Wavefront sensing for the SCAO mode is provided by the SCAOS subsystem, mainly by a Pyramid WaveFront Sensor (PyWFS). The high sensitivity of the PyWFS comes at the expense of a small dynamic range, limiting its ability to compensate for Non-Common Path Aberrations (NCPAs) through offsets of the operating point (i.e. using reference slopes). As NCPA compensation is crucial for good image quality, especially for high contrast operations, a low-order loop upstream of the PyWFS will be implemented to correct for NCPAs. This loop consists of a Shack-Hartman WFS (BlueSH) controlling a Low-Order DM (LODM). The reference slopes of the BlueSH will be modified so that the LODM absorbs large low-order NCPAs and delivers a flat wavefront to the PyWFS.
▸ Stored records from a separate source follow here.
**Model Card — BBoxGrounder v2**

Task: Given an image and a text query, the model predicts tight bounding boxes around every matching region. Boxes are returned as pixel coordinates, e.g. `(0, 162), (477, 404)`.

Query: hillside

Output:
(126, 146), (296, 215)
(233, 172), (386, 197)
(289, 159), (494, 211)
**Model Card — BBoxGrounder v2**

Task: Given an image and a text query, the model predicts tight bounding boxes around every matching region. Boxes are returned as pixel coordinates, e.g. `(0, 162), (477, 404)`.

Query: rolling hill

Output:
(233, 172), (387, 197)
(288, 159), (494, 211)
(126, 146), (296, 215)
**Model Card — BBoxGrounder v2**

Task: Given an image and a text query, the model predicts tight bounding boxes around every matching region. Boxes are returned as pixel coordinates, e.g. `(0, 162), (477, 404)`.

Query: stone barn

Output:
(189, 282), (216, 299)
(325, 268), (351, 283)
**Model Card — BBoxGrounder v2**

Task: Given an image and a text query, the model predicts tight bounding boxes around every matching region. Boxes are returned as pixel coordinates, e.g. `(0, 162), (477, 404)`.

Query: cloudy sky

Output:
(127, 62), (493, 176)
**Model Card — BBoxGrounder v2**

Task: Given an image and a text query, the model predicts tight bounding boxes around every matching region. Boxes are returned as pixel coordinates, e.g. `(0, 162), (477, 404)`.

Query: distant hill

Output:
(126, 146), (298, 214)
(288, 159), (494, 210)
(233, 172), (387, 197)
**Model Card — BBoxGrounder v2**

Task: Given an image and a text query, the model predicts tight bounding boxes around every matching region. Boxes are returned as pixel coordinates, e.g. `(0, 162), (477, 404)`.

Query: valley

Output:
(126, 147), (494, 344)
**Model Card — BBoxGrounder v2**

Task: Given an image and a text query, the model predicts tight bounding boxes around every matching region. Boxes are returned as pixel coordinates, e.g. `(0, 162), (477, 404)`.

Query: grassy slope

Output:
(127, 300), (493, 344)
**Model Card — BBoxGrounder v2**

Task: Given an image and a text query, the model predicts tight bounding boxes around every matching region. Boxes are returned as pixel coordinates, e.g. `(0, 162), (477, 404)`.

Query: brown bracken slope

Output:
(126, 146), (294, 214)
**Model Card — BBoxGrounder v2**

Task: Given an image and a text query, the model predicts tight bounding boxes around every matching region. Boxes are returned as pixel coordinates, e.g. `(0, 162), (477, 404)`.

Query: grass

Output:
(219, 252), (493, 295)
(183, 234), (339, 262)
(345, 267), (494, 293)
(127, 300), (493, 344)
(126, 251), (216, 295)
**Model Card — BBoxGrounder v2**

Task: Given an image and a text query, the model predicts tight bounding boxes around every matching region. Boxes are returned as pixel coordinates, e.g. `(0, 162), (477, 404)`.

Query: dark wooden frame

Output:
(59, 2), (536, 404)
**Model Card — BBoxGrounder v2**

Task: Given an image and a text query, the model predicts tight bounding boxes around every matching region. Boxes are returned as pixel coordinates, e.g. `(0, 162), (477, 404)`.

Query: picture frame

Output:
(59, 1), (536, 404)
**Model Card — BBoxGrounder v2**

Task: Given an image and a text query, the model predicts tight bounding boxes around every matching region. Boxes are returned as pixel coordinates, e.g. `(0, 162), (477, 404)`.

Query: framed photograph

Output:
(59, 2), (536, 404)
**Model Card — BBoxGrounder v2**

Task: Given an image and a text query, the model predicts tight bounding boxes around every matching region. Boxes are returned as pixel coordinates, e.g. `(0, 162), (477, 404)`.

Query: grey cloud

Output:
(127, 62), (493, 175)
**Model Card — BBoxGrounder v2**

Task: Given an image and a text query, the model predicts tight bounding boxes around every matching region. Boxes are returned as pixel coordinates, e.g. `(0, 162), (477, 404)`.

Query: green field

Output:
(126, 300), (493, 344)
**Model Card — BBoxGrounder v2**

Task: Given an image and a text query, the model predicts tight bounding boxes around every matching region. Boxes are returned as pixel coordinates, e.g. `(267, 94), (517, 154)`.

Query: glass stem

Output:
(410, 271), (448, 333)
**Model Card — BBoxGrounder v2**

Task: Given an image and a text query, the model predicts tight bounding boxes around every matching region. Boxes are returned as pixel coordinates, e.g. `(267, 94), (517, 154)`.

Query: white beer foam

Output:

A Calibration DM (CalDM) will be used to calibrate NCPAs and determine the BlueSH's reference slopes. However, constraints in the optical design requires the LODM to be rotated with respect to the CalDM, and places them several metres apart, leading to misregistations. In this paper, we present the results of Monte Carlo simulations of the CalDM-LODM system to determine how residual WaveFront Errors (WFEs) between the DMs vary with these misregistrations. We find residual WFEs to be ≤ 3% for all rotation angles and pupil shifts ≤ 0.5 a DM pitch (5% of the pupil) when controlling the first 50 Zernike modes. Small magnification errors contribute little to overall error. This result confirms the LODM can deliver a flat wavefront to the PyWFS even with large misregistrations.